How it Works:

Pizza cooking Before the Pizza-Porta ®

How it works - without Pizza-Porta®

Imbalanced heat flow - without Pizza-Porta®

Cooking a pizza on a kamado grill is difficult. The stone gets hot enough for pizza, but the heat is exiting the chimney so rapidly that it does not get the dome hot enough to cook the top of the pizza. The pizza stone often burns the bottom of the pizza while the dome struggles to cook the top. Opening the lid to add or even check a pizza complicates this even further because each time the dome is open:

1) A significant amount of heat is lost 

2) The ceramic of the dome cools off further 

3) The full ventilation stokes the fire which changes the temperature

This leaves the stone too hot, the dome unable to provide enough energy to bake the top of a pizza, and temperature variations between pizzas.

You can’t make extraordinary pizza if you don’t have a steady, balanced oven environment.

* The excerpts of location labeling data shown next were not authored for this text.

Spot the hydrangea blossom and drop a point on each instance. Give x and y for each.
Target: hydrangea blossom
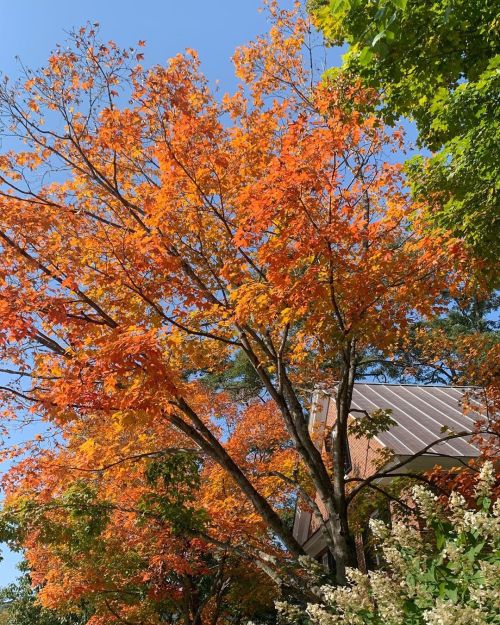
(448, 575)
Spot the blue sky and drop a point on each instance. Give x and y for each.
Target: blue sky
(29, 29)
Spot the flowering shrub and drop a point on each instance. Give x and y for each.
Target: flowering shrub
(446, 575)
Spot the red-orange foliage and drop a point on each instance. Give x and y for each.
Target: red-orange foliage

Cooking With the Pizza-Porta®

How it works - with the Pizza-Porta®

Balanced Heat Flow - with the Pizza-Porta®

Temperature balance and control are achieved by modifying the cooking chamber. 

1) The chimney is closed, trapping heat in the dome. This heat soaks into the ceramic of the dome, providing radiant energy to balance with the hot pizza stone.

2) Heat must flow over the pizza to escape out of the side vents, creating convection cooking.

3) Closing the oven door and using vents retains control of the airflow and therefore control of the temperature (as the kamado was designed to do). 

All of these very specific details ensure that the heat is balanced top and bottom and consistent between pizzas. This balanced, controlled temperature chamber will deliver lighter, crispier crusts; whether it is one pizza or twenty.

Harness the airflow and take advantage of the capabilities of a kamado-style grill.